Running: crash-3cc848b650549660a77d498c7a6b50b756ca9b2f
/Users/yv/github/uefitool/common/ffsparser.cpp:1168:120: runtime error: reference binding to misaligned address 0x60b000000261 for type 'const EFI_GUID' (aka 'const EFI_GUID_'), which requires 4 byte alignment
0x60b000000261: note: pointer points here
 01 00 00  01 aa 55 00 00 00 00 01  00 00 00 01 d7 d7 d7 01  6c 00 00 00 00 00 00 00  5f 46 56 48 11
              ^
SUMMARY: UndefinedBehaviorSanitizer: undefined-behavior /Users/yv/github/uefitool/common/ffsparser.cpp:1168:120 in
==68650== ERROR: libFuzzer: deadly signal
    #0 0x1019bfea4 in __sanitizer_print_stack_trace+0x28 (libclang_rt.asan_osx_dynamic.dylib:arm64+0x5bea4) (BuildId: 4947f3677e4435f39b5765e7dbc19bf732000000200000000100000000000b00)
    #1 0x101221140 in fuzzer::PrintStackTrace() FuzzerUtil.cpp:210
    #2 0x101203600 in fuzzer::Fuzzer::CrashCallback() FuzzerLoop.cpp:233
    #3 0x1a2deea20 in _sigtramp+0x34 (libsystem_platform.dylib:arm64+0x3a20) (BuildId: f80c6971c08031f5ab6ebe01311154af32000000200000000100000000040d00)
    #4 0x92438001a2dbfc24  (<unknown module>)
    #5 0x256e8001a2ccdae4  (<unknown module>)
    #6 0x212b0001019d89b4  (<unknown module>)
    #7 0x1019d8120 in __sanitizer::Die()+0xcc (libclang_rt.asan_osx_dynamic.dylib:arm64+0x74120) (BuildId: 4947f3677e4435f39b5765e7dbc19bf732000000200000000100000000000b00)
    #8 0x1019ea9d4 in __ubsan_handle_type_mismatch_v1_abort+0x24 (libclang_rt.asan_osx_dynamic.dylib:arm64+0x869d4) (BuildId: 4947f3677e4435f39b5765e7dbc19bf732000000200000000100000000000b00)
    #9 0x100f8b3a8 in FfsParser::parseVolumeHeader(UByteArray const&, unsigned int, UModelIndex const&, UModelIndex&) ffsparser.cpp:1168
    #10 0x100f7be08 in FfsParser::parseRawArea(UModelIndex const&) ffsparser.cpp:915
    #11 0x100f7a060 in FfsParser::parseGenericImage(UByteArray const&, unsigned int, UModelIndex const&, UModelIndex&) ffsparser.cpp:139
    #12 0x100f691b0 in FfsParser::performFirstPass(UByteArray const&, UModelIndex&) ffsparser.cpp:124
    #13 0x100f687d4 in FfsParser::parse(UByteArray const&) ffsparser.cpp:92
    #14 0x100ed081c in LLVMFuzzerTestOneInput ffsparser_fuzzer.cpp:28
    #15 0x101204a4c in fuzzer::Fuzzer::ExecuteCallback(unsigned char const*, unsigned long) FuzzerLoop.cpp:617
    #16 0x1011f0b70 in fuzzer::RunOneTest(fuzzer::Fuzzer*, char const*, unsigned long) FuzzerDriver.cpp:324
    #17 0x1011f5e18 in fuzzer::FuzzerDriver(int*, char***, int (*)(unsigned char const*, unsigned long)) FuzzerDriver.cpp:860
    #18 0x1012224b8 in main FuzzerMain.cpp:20
    #19 0x1a2a67f24  (<unknown module>)
    #20 0xf5567ffffffffffc  (<unknown module>)

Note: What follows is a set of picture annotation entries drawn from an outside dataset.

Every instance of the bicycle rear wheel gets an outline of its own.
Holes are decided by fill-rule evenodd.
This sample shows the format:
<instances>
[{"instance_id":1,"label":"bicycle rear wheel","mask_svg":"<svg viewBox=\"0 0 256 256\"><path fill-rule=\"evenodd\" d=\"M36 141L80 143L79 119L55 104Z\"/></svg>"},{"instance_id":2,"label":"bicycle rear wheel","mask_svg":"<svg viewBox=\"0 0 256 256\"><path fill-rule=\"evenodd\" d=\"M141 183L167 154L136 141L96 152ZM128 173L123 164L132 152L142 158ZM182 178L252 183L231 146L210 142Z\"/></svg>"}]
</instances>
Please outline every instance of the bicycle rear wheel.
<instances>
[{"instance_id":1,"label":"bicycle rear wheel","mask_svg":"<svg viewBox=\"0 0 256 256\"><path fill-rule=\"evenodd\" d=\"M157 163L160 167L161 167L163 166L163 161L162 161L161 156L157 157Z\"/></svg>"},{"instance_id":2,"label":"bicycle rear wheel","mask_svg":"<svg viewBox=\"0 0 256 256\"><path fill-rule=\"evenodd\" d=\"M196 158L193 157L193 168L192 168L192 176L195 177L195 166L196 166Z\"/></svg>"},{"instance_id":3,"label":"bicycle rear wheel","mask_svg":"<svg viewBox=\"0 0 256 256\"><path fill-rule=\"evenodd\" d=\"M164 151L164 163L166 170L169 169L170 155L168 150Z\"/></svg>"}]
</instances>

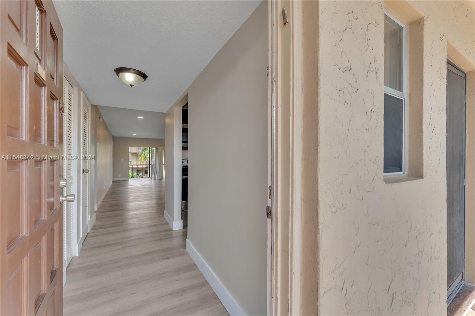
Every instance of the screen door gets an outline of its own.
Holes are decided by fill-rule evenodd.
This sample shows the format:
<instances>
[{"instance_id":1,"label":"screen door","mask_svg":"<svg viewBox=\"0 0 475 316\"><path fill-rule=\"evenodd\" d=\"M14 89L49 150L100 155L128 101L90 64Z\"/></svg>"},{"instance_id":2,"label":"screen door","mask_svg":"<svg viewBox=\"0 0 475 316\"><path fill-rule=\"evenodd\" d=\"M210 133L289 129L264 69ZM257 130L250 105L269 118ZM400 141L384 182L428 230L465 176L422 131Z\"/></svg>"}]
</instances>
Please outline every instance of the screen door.
<instances>
[{"instance_id":1,"label":"screen door","mask_svg":"<svg viewBox=\"0 0 475 316\"><path fill-rule=\"evenodd\" d=\"M465 267L465 74L447 64L447 303Z\"/></svg>"}]
</instances>

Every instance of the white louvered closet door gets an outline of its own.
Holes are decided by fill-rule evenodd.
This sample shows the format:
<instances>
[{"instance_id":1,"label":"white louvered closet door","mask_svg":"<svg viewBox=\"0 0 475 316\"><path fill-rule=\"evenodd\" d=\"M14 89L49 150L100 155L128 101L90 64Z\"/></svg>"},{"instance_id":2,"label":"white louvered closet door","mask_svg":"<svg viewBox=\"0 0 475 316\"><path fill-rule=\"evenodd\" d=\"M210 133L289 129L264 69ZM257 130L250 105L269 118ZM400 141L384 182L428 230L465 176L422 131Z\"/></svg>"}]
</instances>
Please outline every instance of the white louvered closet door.
<instances>
[{"instance_id":1,"label":"white louvered closet door","mask_svg":"<svg viewBox=\"0 0 475 316\"><path fill-rule=\"evenodd\" d=\"M82 108L81 113L81 225L82 235L81 239L83 241L86 238L86 235L89 232L89 221L90 219L89 209L89 162L87 159L89 155L89 117L91 110L90 105L87 99L86 99L84 93L82 93Z\"/></svg>"},{"instance_id":2,"label":"white louvered closet door","mask_svg":"<svg viewBox=\"0 0 475 316\"><path fill-rule=\"evenodd\" d=\"M66 187L63 189L64 195L73 193L73 88L67 80L63 81L63 100L65 112L63 119L63 177L66 179ZM73 203L65 203L63 206L63 262L66 269L73 258ZM65 274L66 271L65 271ZM66 274L63 276L66 281Z\"/></svg>"}]
</instances>

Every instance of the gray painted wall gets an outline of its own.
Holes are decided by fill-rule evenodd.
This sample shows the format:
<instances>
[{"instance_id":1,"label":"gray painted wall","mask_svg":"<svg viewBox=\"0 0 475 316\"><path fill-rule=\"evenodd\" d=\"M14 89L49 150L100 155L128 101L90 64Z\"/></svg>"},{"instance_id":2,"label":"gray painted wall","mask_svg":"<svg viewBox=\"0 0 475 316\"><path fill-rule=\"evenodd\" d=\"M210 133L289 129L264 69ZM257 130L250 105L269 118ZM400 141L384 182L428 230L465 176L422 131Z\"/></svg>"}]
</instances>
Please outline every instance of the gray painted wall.
<instances>
[{"instance_id":1,"label":"gray painted wall","mask_svg":"<svg viewBox=\"0 0 475 316\"><path fill-rule=\"evenodd\" d=\"M188 239L249 315L266 312L267 37L265 2L188 90Z\"/></svg>"}]
</instances>

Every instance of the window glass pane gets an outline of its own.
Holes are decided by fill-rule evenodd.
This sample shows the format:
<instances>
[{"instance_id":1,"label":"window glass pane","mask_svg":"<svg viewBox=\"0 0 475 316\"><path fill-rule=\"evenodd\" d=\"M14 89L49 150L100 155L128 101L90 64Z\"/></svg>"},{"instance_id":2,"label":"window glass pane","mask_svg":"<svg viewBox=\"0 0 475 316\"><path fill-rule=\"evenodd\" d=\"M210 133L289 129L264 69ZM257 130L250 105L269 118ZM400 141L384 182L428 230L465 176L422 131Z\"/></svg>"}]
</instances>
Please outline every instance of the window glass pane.
<instances>
[{"instance_id":1,"label":"window glass pane","mask_svg":"<svg viewBox=\"0 0 475 316\"><path fill-rule=\"evenodd\" d=\"M384 85L402 92L402 27L384 16Z\"/></svg>"},{"instance_id":2,"label":"window glass pane","mask_svg":"<svg viewBox=\"0 0 475 316\"><path fill-rule=\"evenodd\" d=\"M404 101L384 93L384 172L402 172Z\"/></svg>"}]
</instances>

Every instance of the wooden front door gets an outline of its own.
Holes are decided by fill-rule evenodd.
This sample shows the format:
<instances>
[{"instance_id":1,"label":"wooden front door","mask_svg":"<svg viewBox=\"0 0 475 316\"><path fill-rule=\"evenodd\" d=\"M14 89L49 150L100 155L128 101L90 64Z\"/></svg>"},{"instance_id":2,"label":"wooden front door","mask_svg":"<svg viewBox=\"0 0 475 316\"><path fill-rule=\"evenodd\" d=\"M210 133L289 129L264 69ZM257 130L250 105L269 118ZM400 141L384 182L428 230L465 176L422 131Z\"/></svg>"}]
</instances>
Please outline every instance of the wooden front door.
<instances>
[{"instance_id":1,"label":"wooden front door","mask_svg":"<svg viewBox=\"0 0 475 316\"><path fill-rule=\"evenodd\" d=\"M0 314L62 314L63 30L51 1L0 1Z\"/></svg>"}]
</instances>

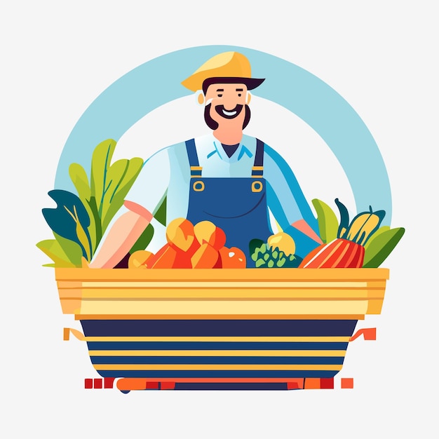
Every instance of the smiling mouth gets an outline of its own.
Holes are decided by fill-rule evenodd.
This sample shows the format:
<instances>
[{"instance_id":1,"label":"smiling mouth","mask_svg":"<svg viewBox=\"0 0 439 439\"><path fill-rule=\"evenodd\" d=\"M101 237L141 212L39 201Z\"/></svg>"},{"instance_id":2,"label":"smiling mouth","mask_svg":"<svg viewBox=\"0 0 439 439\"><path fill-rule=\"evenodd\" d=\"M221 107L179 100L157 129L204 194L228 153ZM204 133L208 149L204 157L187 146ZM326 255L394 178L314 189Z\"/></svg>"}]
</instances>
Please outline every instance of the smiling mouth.
<instances>
[{"instance_id":1,"label":"smiling mouth","mask_svg":"<svg viewBox=\"0 0 439 439\"><path fill-rule=\"evenodd\" d=\"M233 119L236 117L243 109L243 105L236 105L235 108L231 110L227 110L224 105L217 105L215 109L217 113L219 114L222 117L224 117L227 119Z\"/></svg>"}]
</instances>

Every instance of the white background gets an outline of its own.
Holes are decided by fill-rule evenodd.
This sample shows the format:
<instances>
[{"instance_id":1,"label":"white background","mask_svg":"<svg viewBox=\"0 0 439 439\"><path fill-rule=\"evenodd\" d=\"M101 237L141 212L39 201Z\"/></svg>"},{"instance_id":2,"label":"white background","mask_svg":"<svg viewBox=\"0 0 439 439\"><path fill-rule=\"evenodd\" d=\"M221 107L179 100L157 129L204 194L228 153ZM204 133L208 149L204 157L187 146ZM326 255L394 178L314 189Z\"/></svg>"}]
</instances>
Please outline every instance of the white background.
<instances>
[{"instance_id":1,"label":"white background","mask_svg":"<svg viewBox=\"0 0 439 439\"><path fill-rule=\"evenodd\" d=\"M1 7L1 436L438 437L435 2L156 3ZM377 340L349 345L335 390L87 391L83 379L96 375L86 345L62 342L62 327L79 323L62 314L35 244L50 238L41 210L67 138L123 74L208 44L264 51L318 76L361 116L387 166L392 226L407 231L384 264L381 314L362 325ZM342 377L353 390L340 389Z\"/></svg>"}]
</instances>

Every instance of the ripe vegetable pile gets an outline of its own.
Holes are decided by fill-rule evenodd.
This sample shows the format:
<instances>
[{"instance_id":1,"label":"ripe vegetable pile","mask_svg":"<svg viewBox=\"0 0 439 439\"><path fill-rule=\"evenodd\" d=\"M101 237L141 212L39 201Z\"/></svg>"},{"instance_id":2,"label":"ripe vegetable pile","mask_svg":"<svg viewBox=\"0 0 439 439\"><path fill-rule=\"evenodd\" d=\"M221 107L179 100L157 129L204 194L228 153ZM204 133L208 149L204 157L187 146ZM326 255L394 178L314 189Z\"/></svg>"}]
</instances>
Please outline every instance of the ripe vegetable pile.
<instances>
[{"instance_id":1,"label":"ripe vegetable pile","mask_svg":"<svg viewBox=\"0 0 439 439\"><path fill-rule=\"evenodd\" d=\"M372 206L368 211L358 213L349 222L346 206L338 198L335 199L335 203L340 213L339 225L335 214L327 205L320 200L313 200L318 212L320 237L325 243L307 255L299 268L379 266L403 237L405 229L380 227L386 212L374 212Z\"/></svg>"},{"instance_id":2,"label":"ripe vegetable pile","mask_svg":"<svg viewBox=\"0 0 439 439\"><path fill-rule=\"evenodd\" d=\"M244 252L236 247L226 247L225 233L210 221L194 225L189 219L176 218L166 227L166 241L155 255L146 250L134 252L128 268L245 268Z\"/></svg>"}]
</instances>

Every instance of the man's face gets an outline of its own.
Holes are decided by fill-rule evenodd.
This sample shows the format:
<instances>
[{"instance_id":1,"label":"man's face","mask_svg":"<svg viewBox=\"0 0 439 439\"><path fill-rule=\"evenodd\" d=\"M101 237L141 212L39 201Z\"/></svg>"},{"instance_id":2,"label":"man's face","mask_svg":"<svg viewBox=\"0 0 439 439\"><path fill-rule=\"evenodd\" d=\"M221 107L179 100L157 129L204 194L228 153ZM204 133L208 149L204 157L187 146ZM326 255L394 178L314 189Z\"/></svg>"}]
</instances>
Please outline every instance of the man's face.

NOTE: libFuzzer has rudimentary signal handlers.
      Combine libFuzzer with AddressSanitizer or similar for better crash reports.
SUMMARY: libFuzzer: deadly signal

But I realized now that I overdid it

[NikolajSchlej]

The whole alignment of GUID type is unfortunate, because it's definitely not aligned to anything in the UEFI image, being raw 16 bytes, The fact it's defined that U32-U16-U16-U8x8 only means it needs to be 4-byte aligned in C++, but the whole UEFI is written in C where no such requirement exists. Closing this as resolved.